What Happens When Researchers ‘Clean’ Data?

Although researchers often spend little time discussing data preparation, it has the potential to massively alter a given study’s results. To ensure research remains useful, we need universal standards and better documentation.
data-preparation-cleaning
Edward Hearn
Expert Columnist
June 4, 2021
Updated: July 13, 2021
data-preparation-cleaning
Edward Hearn
Expert Columnist
June 4, 2021
Updated: July 13, 2021

Most economists have likely heard an old joke many times from researchers outside the field. It goes: “There are three scientists stranded on a desert island  a physicist, a chemist and an economist. They find a can of food but don’t have any way of opening it. The physicist suggests that they should use leverage to pop the top off of the can. The chemist suggests they build a fire and heat the can, thus blowing the lid off. They both look at the economist, who says, ‘Let’s assume a can opener.’”
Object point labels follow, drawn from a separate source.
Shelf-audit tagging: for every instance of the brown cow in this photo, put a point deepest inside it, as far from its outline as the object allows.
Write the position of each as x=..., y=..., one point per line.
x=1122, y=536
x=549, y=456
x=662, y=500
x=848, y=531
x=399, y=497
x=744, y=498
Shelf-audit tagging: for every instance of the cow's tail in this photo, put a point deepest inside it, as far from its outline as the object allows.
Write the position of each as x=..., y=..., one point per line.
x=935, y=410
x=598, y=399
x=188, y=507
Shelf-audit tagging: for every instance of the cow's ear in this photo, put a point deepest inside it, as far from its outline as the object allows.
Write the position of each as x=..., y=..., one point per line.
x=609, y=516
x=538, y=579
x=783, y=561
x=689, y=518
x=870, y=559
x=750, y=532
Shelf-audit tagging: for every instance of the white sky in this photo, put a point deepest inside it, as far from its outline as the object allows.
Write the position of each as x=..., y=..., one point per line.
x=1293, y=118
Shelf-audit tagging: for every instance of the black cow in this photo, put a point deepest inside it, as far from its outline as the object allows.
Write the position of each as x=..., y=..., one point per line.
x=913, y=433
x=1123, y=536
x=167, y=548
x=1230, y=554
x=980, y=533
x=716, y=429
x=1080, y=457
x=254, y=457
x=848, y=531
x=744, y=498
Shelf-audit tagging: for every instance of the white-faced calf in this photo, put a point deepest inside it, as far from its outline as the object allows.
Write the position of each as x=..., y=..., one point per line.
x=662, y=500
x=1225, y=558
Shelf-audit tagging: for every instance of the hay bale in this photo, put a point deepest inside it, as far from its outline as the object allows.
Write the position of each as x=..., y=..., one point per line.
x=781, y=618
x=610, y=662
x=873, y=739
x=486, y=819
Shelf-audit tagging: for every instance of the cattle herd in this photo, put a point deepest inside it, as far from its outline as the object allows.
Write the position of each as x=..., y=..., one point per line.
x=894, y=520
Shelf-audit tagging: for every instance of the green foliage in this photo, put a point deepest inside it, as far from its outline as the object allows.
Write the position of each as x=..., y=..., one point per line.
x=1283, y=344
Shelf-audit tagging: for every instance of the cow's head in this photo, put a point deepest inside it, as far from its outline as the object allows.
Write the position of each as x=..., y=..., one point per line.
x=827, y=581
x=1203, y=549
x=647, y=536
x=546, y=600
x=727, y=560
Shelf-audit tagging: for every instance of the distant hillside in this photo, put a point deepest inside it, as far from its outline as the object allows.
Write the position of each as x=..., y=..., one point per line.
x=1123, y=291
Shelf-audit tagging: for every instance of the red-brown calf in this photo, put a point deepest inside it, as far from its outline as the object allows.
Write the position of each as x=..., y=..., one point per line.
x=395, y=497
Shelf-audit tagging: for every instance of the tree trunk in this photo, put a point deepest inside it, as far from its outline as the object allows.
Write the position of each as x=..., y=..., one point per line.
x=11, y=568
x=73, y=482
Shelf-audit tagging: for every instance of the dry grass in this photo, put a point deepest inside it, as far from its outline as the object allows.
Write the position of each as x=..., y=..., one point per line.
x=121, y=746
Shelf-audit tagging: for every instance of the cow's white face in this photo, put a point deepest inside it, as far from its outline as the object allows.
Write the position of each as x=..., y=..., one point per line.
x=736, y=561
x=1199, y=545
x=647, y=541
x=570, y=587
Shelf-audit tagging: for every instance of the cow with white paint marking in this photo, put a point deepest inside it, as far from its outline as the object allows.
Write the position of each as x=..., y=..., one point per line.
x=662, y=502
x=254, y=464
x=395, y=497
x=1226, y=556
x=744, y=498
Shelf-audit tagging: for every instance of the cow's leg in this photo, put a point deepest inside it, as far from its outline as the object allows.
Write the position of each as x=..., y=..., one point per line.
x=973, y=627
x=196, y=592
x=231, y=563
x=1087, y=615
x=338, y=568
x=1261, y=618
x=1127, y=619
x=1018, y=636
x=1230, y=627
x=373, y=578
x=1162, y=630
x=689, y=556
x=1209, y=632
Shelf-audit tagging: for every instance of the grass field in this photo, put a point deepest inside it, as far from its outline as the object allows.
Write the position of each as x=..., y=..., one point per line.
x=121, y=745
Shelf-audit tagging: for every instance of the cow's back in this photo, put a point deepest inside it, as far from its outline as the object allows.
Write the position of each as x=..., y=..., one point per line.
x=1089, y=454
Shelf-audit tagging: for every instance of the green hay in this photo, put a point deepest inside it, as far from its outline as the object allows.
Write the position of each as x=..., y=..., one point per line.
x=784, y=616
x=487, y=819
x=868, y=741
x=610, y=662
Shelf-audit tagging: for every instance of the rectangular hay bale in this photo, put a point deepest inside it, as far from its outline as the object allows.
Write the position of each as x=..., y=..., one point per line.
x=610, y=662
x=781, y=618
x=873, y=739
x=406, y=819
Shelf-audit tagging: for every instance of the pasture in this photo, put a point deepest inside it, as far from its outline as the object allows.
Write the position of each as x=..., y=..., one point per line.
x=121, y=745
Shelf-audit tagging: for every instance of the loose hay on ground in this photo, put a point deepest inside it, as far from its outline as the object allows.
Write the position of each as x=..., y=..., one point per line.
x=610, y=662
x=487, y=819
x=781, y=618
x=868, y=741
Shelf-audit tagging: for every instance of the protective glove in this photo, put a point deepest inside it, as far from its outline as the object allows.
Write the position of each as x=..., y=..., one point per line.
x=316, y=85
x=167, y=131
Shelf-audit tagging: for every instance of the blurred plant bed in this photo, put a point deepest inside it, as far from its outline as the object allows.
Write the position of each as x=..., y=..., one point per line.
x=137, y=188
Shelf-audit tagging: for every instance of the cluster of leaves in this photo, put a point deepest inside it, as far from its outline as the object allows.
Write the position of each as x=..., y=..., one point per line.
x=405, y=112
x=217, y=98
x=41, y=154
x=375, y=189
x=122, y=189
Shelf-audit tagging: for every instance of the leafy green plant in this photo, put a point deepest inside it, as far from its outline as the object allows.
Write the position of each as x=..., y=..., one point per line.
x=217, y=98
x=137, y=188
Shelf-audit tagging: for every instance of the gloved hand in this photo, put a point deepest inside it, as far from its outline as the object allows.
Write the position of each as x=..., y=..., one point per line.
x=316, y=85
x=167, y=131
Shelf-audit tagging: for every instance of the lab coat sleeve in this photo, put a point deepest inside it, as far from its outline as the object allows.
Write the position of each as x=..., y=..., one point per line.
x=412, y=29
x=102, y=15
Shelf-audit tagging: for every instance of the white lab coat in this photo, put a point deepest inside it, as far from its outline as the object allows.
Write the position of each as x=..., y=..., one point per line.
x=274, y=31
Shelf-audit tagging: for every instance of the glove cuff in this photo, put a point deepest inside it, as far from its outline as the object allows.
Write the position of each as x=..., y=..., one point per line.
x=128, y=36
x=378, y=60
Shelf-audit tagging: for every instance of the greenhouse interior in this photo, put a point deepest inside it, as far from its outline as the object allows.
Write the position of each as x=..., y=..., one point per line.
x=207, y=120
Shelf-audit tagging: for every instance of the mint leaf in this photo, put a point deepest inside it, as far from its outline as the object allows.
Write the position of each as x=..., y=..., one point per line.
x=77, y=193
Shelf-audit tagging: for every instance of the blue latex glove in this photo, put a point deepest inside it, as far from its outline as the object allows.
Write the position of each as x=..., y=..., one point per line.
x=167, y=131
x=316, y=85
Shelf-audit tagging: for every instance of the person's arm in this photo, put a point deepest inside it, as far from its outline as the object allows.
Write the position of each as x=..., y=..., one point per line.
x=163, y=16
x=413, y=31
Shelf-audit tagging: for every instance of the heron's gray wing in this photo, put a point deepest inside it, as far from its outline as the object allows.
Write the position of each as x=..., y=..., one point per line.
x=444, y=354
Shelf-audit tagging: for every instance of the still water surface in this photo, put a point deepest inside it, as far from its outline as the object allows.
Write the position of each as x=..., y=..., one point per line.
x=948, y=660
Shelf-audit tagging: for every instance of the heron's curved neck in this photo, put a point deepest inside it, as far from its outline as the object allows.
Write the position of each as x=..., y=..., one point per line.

When working with non-experimentally collected information, researchers must frequently make assumptions about how best to process, clean and model their data. The statistician Andrew Gelman refers to these decision points, which can occur at any point during the research process, as a “garden of forking paths.” 

Researcher Degrees of Freedom

When working with non-experimentally collected information, researchers must frequently make assumptions about how best to process, clean and model their data. A common term for these decisions made, whether explicit or implicit, is “researcher degrees of freedom.” These decisions occur at many points during the research process and mostly go unstated. Different researchers could reasonably choose different decision paths when faced with the same data. This level of flexibility, however, can lead multiple researchers to produce results that are radically different from each other using identical data.

 

Degrees of Discrepancy

A more common term for decisions made, whether explicit or implicit, when distilling information into a usable format is “researcher degrees of freedom.” These decisions occur at many points during the research process and mostly go unstated. What’s more, different researchers could reasonably choose different decision paths when faced with the same data. This level of flexibility, however, can lead multiple researchers to produce results that are radically different from each other using identical data.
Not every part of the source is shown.